Integrability in time-dependent systems with one degree of freedom

TL;DR

This paper explores the integrability of classical nonautonomous one-degree-of-freedom systems, proving the existence of invariants that prevent chaos and establishing conditions for Liouville integrability, with applications to quantum systems.

Contribution

It introduces a method to prove integrability in time-dependent systems using Lie algebra structures and extends the analysis to quantum analogs.

Findings

Existence of two invariants in involution for these systems.

Chaotic motion cannot occur in systems with these invariants.
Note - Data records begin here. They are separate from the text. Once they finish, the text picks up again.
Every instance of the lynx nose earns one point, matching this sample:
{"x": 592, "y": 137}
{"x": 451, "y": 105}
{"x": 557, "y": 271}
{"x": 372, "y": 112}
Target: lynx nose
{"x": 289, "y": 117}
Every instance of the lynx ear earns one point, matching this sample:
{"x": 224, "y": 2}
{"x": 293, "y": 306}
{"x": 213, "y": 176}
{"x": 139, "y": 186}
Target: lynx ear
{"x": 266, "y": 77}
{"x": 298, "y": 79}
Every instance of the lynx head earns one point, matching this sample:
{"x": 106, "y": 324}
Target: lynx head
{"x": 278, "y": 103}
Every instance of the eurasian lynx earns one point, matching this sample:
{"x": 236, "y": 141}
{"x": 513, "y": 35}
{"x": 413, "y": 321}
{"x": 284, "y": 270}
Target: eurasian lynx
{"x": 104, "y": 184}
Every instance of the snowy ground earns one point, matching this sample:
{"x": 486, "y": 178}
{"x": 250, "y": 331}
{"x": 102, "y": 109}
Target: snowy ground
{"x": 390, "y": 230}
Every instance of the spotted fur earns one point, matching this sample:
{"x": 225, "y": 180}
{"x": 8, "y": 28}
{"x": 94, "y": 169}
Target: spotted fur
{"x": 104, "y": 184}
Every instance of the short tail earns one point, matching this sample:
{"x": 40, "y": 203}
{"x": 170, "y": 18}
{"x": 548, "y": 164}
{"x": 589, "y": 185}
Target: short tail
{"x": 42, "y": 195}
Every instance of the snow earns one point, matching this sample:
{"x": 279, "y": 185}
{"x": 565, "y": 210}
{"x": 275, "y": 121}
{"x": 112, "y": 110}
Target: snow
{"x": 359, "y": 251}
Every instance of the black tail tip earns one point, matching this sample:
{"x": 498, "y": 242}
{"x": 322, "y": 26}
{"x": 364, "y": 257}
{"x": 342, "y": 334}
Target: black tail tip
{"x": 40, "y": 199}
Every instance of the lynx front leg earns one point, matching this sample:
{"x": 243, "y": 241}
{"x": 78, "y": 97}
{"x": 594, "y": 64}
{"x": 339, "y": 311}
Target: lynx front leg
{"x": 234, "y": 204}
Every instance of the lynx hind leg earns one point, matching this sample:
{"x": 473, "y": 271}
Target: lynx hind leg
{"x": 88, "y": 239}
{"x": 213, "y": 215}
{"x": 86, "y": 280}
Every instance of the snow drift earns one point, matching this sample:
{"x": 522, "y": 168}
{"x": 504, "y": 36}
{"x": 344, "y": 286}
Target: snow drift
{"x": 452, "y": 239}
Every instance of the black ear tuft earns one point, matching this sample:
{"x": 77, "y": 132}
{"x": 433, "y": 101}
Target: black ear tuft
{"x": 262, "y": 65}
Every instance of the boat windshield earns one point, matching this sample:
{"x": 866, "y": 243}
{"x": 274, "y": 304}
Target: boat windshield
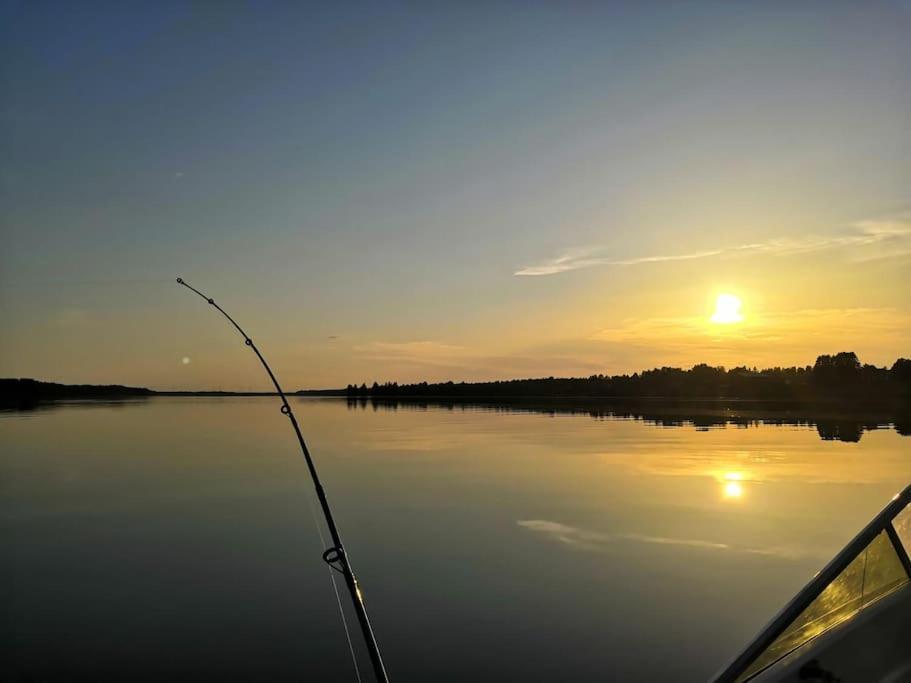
{"x": 873, "y": 565}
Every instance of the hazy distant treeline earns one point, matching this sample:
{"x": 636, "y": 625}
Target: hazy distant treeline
{"x": 838, "y": 377}
{"x": 28, "y": 391}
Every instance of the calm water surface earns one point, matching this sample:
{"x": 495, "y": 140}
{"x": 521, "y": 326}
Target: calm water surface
{"x": 173, "y": 539}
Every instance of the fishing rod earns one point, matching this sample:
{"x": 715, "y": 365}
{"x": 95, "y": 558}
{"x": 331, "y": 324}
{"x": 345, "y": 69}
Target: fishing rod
{"x": 335, "y": 557}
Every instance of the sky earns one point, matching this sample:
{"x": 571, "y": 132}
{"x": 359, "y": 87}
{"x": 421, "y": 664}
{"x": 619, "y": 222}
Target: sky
{"x": 434, "y": 191}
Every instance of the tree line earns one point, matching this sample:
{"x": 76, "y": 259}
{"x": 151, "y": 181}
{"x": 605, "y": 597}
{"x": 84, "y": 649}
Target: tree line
{"x": 832, "y": 377}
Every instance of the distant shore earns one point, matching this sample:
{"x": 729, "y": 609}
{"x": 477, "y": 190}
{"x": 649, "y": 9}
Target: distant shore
{"x": 840, "y": 382}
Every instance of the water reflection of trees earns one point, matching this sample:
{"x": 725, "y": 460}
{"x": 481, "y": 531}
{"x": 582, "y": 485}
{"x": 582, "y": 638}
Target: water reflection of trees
{"x": 703, "y": 416}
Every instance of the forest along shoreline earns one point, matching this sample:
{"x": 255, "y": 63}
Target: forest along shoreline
{"x": 838, "y": 395}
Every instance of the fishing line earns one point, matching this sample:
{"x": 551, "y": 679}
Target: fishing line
{"x": 335, "y": 556}
{"x": 338, "y": 599}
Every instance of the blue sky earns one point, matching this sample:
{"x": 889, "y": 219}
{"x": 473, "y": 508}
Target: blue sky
{"x": 361, "y": 184}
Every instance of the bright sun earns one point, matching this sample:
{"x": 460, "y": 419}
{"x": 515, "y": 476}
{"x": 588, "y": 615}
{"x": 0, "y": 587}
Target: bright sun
{"x": 727, "y": 310}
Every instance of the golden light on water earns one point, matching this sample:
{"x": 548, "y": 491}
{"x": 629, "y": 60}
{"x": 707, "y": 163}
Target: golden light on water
{"x": 733, "y": 486}
{"x": 733, "y": 489}
{"x": 727, "y": 310}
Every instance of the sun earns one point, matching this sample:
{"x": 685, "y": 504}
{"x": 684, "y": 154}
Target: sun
{"x": 727, "y": 310}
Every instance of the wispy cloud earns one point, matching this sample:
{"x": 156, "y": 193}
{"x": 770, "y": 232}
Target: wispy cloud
{"x": 894, "y": 233}
{"x": 594, "y": 541}
{"x": 427, "y": 352}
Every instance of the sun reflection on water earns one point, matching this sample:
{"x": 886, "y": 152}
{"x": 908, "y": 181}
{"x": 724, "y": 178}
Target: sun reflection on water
{"x": 732, "y": 488}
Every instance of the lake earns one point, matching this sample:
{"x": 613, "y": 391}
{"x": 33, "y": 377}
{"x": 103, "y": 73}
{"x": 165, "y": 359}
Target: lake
{"x": 173, "y": 538}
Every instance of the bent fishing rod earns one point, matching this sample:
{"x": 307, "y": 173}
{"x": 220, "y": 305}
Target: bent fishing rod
{"x": 335, "y": 557}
Quantum structures satisfying similar integrability conditions are identified.

Abstract

The notion of integrability is discussed for classical nonautonomous systems with one degree of freedom. The analysis is focused on models which are linearly spanned by finite Lie algebras. By constructing the autonomous extension of the time-dependent Hamiltonian we prove the existence of two invariants in involution which are shown to obey the criterion of functional independence. The implication of this result is that chaotic motion cannot exist in these systems. In addition, if the invariant manifold is compact, then the system is Liouville integrable. As an application, we discuss regimes of integrability in models of dynamical tunneling and parametric resonance, and in the dynamics of two-level systems under generic classical fields. A corresponding quantum algebraic structure is shown to exist which satisfies analog conditions of Liouville integrability and reproduces the classical dynamics in an appropriate limit within the Weyl-Wigner formalism. The quantum analog is then conjectured to be integrable as well.